Federal government eyes cuts to dodge deficit: sources

The federal government is looking at a menu of cuts including a public service hiring freeze and delaying current and election platform spending plans to avoid falling into a deficit, sources familiar with finance options say.

The federal government is looking at a menu of cuts including a public service hiring freeze and delaying current and election platform spending plans to avoid falling into a deficit, sources familiar with finance options say.

Prime Minister Stephen Harper and Finance Minister Jim Flaherty have been dismissing any possibility of running a deficit for months, including during the federal election campaign.

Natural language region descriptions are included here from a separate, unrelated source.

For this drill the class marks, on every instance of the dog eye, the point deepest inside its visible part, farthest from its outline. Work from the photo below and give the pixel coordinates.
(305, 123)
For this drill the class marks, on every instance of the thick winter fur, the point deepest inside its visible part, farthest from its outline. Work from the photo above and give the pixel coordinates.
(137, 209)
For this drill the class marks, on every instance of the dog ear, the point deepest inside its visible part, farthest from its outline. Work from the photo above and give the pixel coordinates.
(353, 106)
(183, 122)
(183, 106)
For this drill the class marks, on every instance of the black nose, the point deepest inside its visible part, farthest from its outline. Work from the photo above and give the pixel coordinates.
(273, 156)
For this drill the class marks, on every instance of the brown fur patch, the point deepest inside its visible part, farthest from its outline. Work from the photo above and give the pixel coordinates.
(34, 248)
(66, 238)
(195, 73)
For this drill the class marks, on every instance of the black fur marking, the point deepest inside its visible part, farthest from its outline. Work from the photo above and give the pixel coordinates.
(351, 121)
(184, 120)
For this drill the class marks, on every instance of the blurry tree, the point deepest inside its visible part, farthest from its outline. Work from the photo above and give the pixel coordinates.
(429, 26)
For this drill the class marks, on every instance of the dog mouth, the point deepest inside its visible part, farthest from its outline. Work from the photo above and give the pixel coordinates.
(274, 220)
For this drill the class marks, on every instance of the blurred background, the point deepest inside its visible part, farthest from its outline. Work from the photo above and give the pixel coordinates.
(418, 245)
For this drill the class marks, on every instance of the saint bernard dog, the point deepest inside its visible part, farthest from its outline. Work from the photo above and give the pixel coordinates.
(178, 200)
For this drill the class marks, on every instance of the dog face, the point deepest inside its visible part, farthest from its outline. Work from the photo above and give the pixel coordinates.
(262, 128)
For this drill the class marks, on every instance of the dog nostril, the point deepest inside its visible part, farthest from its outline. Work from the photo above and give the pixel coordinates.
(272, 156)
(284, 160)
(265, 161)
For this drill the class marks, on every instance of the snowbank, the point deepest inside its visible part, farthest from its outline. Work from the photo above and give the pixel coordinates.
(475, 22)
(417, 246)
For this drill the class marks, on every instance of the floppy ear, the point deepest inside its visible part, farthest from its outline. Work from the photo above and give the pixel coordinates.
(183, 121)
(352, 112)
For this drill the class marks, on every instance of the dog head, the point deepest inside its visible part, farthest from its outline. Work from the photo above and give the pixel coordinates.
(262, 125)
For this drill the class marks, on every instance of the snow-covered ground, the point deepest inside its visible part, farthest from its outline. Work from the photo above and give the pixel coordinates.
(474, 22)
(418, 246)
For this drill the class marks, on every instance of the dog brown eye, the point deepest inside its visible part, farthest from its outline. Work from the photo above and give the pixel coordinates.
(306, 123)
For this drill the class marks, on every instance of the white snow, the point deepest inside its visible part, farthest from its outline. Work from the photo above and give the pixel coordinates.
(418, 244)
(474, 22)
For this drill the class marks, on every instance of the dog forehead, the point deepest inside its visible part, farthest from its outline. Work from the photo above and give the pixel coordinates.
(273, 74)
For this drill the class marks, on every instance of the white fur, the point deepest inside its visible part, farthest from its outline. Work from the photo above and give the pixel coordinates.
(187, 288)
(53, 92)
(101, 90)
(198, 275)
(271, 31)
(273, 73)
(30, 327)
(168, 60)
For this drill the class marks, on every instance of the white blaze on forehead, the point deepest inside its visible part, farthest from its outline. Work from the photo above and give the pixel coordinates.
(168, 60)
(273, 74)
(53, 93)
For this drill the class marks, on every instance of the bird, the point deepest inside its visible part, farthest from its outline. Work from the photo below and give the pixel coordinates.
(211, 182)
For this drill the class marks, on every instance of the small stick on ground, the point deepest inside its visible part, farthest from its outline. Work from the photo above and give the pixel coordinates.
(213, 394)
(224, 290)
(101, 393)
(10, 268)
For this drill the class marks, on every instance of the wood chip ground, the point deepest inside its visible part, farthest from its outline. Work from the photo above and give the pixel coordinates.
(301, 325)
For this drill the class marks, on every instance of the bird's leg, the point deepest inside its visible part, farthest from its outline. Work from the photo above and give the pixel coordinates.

But as the reality of the financial crisis and economic slowdown sinks in, Harper has become less categorical and on Friday for the first time explicitly did not rule out a deficit.

At a news conference with European leaders in Quebec City, the prime minister said he saw no reason to think Ottawa's books won't be in balance in the 2008-2009 fiscal year, which ends March 31.

But of future years, he added: "I don't think we're in a position to know all of the information in that regard and I think it would be premature to speculate in that regard.

"I'll say very clearly that the government of Canada will maintain responsible fiscal policies and the government of Canada will ensure that whatever we do is in the long-run interest of the Canadian economy."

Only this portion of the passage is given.